Because children can’t always express pain precisely, younger patients may present with irritability or refusal to eat.


🧪 Diagnosis

  • Blood tests: Elevated amylase & lipase levels

  • Ultrasound / CT / MRI: To assess swelling, fluid collections, gallstones, or anomalies

  • Genetic testing: In recurrent or idiopathic cases


🛠️ Management

Most cases of acute paediatric pancreatitis are managed conservatively:

  • Hospital admission

  • IV fluids for hydration

  • Pain relief (opioids/NSAIDs as needed)

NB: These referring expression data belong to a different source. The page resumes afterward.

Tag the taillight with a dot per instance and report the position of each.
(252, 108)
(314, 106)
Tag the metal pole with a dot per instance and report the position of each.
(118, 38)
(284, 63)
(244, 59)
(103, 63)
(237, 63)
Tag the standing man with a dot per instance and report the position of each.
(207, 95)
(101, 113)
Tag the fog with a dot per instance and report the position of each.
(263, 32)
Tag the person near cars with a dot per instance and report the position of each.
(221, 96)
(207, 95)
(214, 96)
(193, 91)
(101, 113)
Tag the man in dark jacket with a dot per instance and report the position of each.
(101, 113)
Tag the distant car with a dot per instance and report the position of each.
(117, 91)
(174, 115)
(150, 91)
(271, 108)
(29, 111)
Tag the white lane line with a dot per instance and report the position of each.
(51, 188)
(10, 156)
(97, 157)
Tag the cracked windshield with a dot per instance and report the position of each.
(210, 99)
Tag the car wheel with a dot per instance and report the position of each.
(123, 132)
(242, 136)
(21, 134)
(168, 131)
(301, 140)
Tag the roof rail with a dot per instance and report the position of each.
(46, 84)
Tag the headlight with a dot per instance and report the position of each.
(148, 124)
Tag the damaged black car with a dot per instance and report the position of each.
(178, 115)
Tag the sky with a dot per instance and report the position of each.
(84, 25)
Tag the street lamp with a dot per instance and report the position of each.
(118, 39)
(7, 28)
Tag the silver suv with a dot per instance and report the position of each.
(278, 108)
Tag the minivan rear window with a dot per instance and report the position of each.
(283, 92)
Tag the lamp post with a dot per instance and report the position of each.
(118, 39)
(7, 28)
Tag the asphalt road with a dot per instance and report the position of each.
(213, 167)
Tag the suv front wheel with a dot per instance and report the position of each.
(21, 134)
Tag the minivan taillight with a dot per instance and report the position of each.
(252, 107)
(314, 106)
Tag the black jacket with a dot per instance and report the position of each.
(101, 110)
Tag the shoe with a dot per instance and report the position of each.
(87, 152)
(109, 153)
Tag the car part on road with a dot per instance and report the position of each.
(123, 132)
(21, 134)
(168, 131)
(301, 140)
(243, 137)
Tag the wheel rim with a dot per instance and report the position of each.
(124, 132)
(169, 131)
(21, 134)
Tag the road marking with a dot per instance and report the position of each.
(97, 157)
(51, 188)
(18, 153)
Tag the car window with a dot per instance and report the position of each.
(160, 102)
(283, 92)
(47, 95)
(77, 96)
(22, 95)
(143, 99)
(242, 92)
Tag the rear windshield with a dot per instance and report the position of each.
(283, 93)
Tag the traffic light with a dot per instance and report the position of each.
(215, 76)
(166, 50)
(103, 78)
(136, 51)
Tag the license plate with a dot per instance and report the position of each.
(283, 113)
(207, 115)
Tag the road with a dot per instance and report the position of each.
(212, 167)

  • Bowel rest with gradual reintroduction of feeds

  • Antibiotics only if infection is proven

  • Surgery or ERCP if gallstones or structural anomalies are identified

Chronic or recurrent cases may need enzymatic supplementation, genetic counseling, and in rare situations, surgery.


🌟 Prognosis & Challenges

  • Most children recover well with supportive care.

  • Recurrent or chronic pancreatitis can impact growth, nutrition, and quality of life.

  • Early diagnosis, especially in trauma or genetic causes, is key to preventing long-term complications like pancreatic insufficiency or diabetes.


💡 Takeaway

Paediatric pancreatitis may be rare, but it’s real. A high index of suspicion in children with unexplained severe abdominal pain can save lives. Awareness among parents, paediatricians, and surgeons is the first step toward early intervention.